Directed by: Joel Edgerton.
Written by: Joel Edgerton.
Starring: Jason Bateman (Simon), Rebecca Hall (Robyn), Joel Edgerton (Gordo), Allison Tolman (Lucy), Tim Griffin (Kevin 'KK' Keelor), Busy Philipps (Duffy), Adam Lazarre-White (Ron), Beau Knapp (Detective Walker), Wendell Pierce (Detective Mills).
The Gift film has been marketed as a horror movie about a nice couple being stalked by a creepy guy – and while that’s not exactly untrue, it’s not really what the film is about either. Yes, the couple at the heart of the movie is seemingly perfect that only goes to shit when an interloper enters their life, the movie gradually reveals that not to be the case.
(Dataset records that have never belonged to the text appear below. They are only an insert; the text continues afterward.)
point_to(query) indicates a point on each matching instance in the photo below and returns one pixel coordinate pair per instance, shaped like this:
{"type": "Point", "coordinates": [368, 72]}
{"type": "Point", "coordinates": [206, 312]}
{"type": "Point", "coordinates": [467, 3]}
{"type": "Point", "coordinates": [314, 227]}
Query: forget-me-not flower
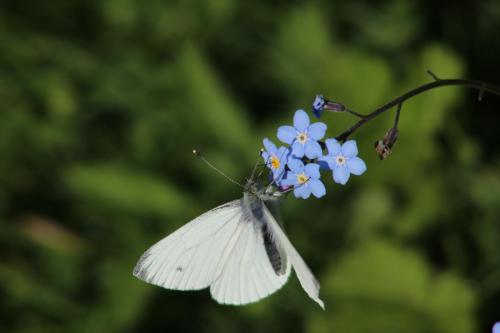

The movie has its share of jump scares to be sure – and it is genuinely unsettling. But the scariest thing about The Gift is not so much the interloper into the marriage – but the gradual discovery within the marriage of just who you are married to. That is what makes the movie as good as it is – and what makes the final scenes in the movie completely unnecessary – even if they are still effective.
The story is about Simon and Robyn (Jason Bateman and Rebecca Hall), who have moved to California – where Simon was originally from – from Chicago. They tell everyone it’s because Simon got a great new job – which is true, but there were some things that happened in Chicago that they would also like to get away from – which will be revealed throughout the movie. They are not back for long, when they bump into Gordo (Joel Edgerton) – who says he went to high school with Simon – who says he barely remembers Gordo. Gordo is awkward in social situations, doesn’t take hints very well, and seems more than little strange. Simon wants to get rid of Gordo almost immediately – but Robyn feels sorry for him. She can be a little shy, quiet and awkward herself – and thinks Gordo perhaps needs a friend. Yet it is also true that he really is weird – so when things finally come to a head, she starts to expect to see him show up in their home at any point – and starts to backslide into some of old problems. At the same time, she starts to find some things out about her husband’s past.
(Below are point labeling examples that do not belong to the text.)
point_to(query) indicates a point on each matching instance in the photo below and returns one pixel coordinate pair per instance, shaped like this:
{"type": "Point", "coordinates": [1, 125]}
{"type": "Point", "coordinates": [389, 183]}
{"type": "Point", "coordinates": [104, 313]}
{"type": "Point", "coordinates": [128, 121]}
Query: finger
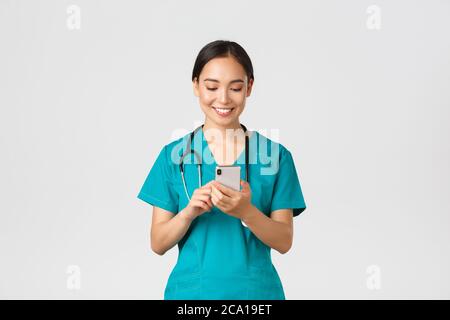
{"type": "Point", "coordinates": [200, 204]}
{"type": "Point", "coordinates": [225, 190]}
{"type": "Point", "coordinates": [245, 186]}
{"type": "Point", "coordinates": [219, 195]}
{"type": "Point", "coordinates": [202, 197]}
{"type": "Point", "coordinates": [203, 190]}
{"type": "Point", "coordinates": [214, 200]}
The film was written and directed by Joel Edgerton, making his debut, and it’s a strong one. This shouldn’t be too much of a surprise – after all, he was part of the group that includes his brother Nash and David Michod, in Australia who have made a bunch of shorts, and eventually features together (like Nash’s under seen The Square and Michod’s excellent Animal Kingdom). As a director, Joel Edgerton isn’t afraid to fall back on some classic thriller tropes – the sudden appearance of the bad guy as if out of nowhere, people snapping awake from dreams that the audience momentarily thought were real, shots from a distance that give the audience the sense that we are eavesdropping on the characters – and perhaps someone else is as well. Edgerton makes great use of the house Simon and Robyn live in – a secluded place up in the hills, with a lot of windows. All of these are admittedly clichés – but they became that for a reason – they’re effective.
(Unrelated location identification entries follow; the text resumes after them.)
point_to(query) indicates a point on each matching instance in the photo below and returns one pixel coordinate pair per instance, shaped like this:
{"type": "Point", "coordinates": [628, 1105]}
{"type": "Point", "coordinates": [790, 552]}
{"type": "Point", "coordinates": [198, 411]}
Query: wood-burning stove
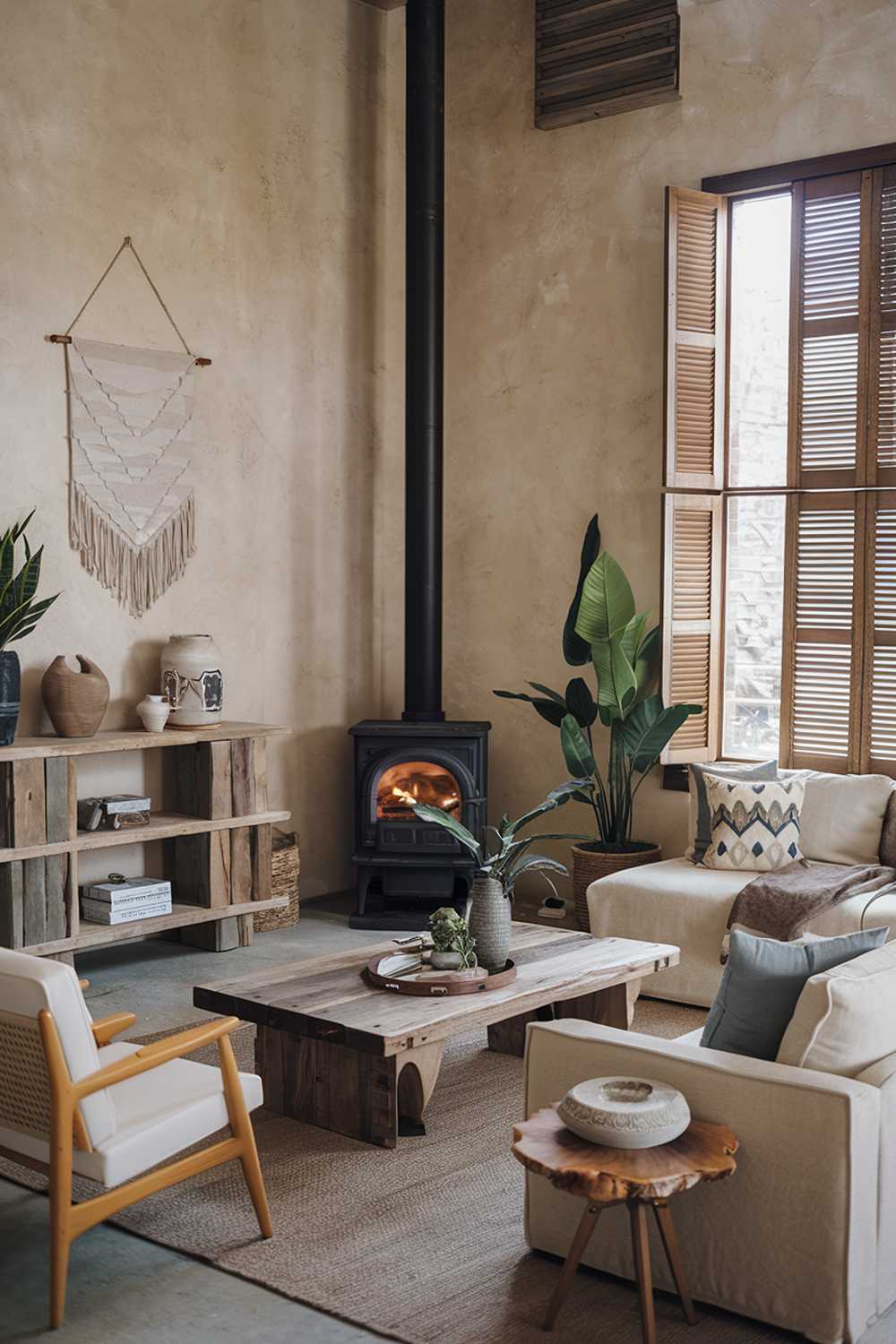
{"type": "Point", "coordinates": [406, 867]}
The performances are even better. Edgerton can be a physically intimidating actor when he wants to be – but here, he makes himself seem smaller, and weaker to play Gordo. He’s undeniably creepy, but Edgerton does a great job of not letting the audience quite figure out if he’s that way because he’s planning something evil, or if he really just is socially awkward and has no ability to take a hint – a guessing game Edgerton keeps up until the final moments. Hall has her best role in a while as Robyn, the wife who is just trying to figure out what the hell is going on. In many ways, she is the classic thriller wife in the vein of Ingrid Bergman in Gaslight or Joan Fontaine in Alfred Hitchcock’s Suspicion (two Oscar winning roles, and no Hall is Oscar good – but she is excellent). She, and the audience, doesn’t know if she’s crazy – or everyone around her is. Best of all may just be Bateman – who I don’t think has ever made a role better suited to his skillset as Simon. Since making his comeback with Arrested Development, Bateman has specialized in playing put upon, exasperated good guys – yet there’s always been something of a dick about his characters as well. Bateman tried to play off that in his own directorial debut – Bad Words – with not very good results, but here he gets it just right. He is charming and funny – likable – in The Gift, but all of that is covering up something deeper and darker – and Bateman has never been better than he is here.
The one major flaw with The Gift is the ending – which goes on a few scenes longer than is really necessary. Edgerton wants to give the audience a final jolt – resolve all of their questions, and have them leave the theater talking about the ending. For many the ending will probably work. For me though, it was completely unnecessary – the end would have been appropriately disturbing, and more effective, had the movie simply jettisoned the final twist, which adds one layer too many for my tastes. Still, however, The Gift works remarkably well – and is a fine debut behind the camera for Edgerton – and a genuinely effective thriller.